Ashton was saying, “It’s all rather silly; I don’t want to bore you with it.”
“But what’s wrong with that man?” Carol persisted, turning wrong into a wail.
Ashton shrugged, looked too exhausted to keep the matter private any longer. “Hector has a negative attitude toward Jillian. Jillian, on the other hand, is determined to solve whatever undefined issue has come between them. For that reason she insisted that I invite him to our reception, which I attempted to do on two occasions-a week ago and again this morning. On both occasions he declined. Just a moment ago Jillian called me over to inform me that she intends to pry him out of his little cottage over there for the wedding toast. In my opinion it’s a waste of time, and I told her so.”
“Why would she want to bother with… with… him?” She stumbled at the end, as though grabbing for a nasty epithet and finding none within reach.
“Good question, Carol, but not one I can answer.”

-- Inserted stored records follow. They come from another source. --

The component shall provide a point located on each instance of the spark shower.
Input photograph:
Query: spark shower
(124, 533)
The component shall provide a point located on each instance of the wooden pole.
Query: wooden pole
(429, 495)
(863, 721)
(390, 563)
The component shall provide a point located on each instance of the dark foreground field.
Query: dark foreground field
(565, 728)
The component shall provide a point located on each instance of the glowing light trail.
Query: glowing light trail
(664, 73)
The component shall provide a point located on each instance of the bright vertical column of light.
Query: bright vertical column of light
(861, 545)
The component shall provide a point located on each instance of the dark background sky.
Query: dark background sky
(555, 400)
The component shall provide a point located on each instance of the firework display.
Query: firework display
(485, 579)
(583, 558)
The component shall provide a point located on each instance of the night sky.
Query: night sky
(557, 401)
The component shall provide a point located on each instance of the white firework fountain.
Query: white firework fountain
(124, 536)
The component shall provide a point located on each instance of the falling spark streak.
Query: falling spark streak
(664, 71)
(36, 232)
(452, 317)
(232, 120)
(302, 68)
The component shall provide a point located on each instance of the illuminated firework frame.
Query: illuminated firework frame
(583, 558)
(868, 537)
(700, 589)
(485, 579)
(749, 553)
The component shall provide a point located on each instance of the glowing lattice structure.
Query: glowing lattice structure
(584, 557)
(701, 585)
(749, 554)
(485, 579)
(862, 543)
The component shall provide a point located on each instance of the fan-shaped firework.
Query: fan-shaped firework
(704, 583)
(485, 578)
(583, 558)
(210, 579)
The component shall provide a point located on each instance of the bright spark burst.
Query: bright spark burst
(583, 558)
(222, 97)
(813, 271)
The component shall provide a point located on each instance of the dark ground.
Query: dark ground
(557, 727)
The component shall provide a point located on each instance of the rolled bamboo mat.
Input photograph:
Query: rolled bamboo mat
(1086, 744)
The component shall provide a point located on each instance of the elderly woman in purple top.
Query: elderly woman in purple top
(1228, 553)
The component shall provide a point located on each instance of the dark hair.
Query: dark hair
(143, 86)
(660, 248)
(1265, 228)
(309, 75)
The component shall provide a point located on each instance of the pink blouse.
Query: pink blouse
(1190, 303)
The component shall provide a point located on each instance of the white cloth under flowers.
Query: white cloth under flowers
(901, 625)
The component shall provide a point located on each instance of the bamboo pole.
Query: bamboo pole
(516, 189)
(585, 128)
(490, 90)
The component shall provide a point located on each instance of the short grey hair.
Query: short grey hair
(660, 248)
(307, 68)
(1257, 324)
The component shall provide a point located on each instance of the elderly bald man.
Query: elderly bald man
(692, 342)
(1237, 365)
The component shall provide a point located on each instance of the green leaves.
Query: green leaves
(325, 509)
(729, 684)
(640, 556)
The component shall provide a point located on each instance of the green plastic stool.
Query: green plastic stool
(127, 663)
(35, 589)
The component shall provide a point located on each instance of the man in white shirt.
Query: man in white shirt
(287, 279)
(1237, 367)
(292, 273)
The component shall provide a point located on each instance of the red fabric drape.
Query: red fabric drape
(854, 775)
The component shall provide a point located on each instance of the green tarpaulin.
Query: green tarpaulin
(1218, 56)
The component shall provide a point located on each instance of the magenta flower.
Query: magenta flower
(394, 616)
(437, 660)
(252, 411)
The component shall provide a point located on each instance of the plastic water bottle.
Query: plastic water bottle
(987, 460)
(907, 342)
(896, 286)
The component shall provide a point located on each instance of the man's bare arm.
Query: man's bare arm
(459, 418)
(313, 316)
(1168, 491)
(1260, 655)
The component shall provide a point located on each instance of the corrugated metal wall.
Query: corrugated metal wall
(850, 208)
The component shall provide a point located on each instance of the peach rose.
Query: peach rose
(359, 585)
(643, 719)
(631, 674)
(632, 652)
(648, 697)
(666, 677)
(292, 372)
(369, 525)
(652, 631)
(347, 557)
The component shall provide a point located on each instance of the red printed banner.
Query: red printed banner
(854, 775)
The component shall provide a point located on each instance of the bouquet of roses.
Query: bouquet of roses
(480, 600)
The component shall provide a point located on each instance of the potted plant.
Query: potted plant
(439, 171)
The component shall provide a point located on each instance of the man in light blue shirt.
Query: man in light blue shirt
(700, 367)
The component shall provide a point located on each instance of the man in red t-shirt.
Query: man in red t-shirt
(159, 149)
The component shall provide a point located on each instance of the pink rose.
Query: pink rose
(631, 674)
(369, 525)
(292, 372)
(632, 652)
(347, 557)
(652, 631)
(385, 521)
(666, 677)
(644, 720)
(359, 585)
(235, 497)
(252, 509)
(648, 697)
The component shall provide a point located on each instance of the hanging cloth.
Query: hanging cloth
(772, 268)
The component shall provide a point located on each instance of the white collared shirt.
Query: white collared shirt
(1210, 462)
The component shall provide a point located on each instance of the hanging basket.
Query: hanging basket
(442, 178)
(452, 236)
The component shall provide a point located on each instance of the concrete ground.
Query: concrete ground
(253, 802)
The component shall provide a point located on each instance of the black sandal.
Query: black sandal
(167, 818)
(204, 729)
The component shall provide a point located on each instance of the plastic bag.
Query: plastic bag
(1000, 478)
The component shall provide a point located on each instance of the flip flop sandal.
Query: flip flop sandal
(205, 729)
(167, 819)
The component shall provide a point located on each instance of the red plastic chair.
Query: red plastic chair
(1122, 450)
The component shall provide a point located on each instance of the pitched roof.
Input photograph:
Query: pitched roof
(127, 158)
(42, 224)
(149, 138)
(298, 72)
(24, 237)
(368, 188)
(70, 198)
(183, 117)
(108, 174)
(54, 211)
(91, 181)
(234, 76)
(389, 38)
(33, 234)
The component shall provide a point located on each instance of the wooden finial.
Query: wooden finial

His comment was followed by a cut to the view from another camera, a camera positioned to cover a quadrant of the property that included the cottage, the rose garden, and half of the main house. Jillian, the picture-book bride, was knocking on the cottage door.
Again Hardwick stopped the video, causing the three figures to break down into a mosaic pattern on the screen. “All right,” he said. “Here we are. Starting now. The critical fourteen minutes. The fourteen minutes during which Hector Flores kills Jillian Perry Ashton. The fourteen minutes during which he cuts her head off with a machete, slips out the back window, and escapes without a trace. Those fourteen minutes start when she steps inside and closes the door.”
Hardwick released the “pause” button, and the action resumed. Jillian opened the cottage door, stepped inside, and closed it behind her.
“That’s it,” said Hardwick, pointing at the screen, “the last sight of her alive.”
The camera remained on the cottage while Gurney imagined the murder about to occur behind the floral-curtained windows.
“You said Flores ‘slips out the back window and escapes without a trace’ after killing her. You mean that literally?”
“Well,” said Hardwick, pausing dramatically, “I’d have to say… yes and no.”
Gurney sighed and waited.
“The thing is,” said Hardwick, “Flores’s disappearance has a familiar echo about it.” Another pause, accented by a sly smile. “There was a trail from the back window of the cottage that went out into the woods.”
“What’s your point, Jack?”
“That trail out into the woods? It just stopped dead a hundred and fifty yards from the house.”
“What are you saying?”
“It doesn’t remind you of anything?”
Gurney stared at him incredulously. “You mean the Mellery case?”
“Don’t know of a whole lot of other murder cases with trails stopping in the middle of the woods with no obvious explanation.”
“So you’re saying… what?”
“Nothing definite. Just wondering if you might have missed a loose end when you wrapped up the Mellery lunacy.”
“What kind of loose end?”
“Possibility of an accomplice?”
“Accomplice? Are you nuts? You know as well as I do there was nothing about the Mellery case that suggested even the remote possibility of more than one perp.”
“You a little touchy on that subject?”
“Touchy? I’m touchy about time-wasting suggestions based on nothing more than your demented sense of humor.”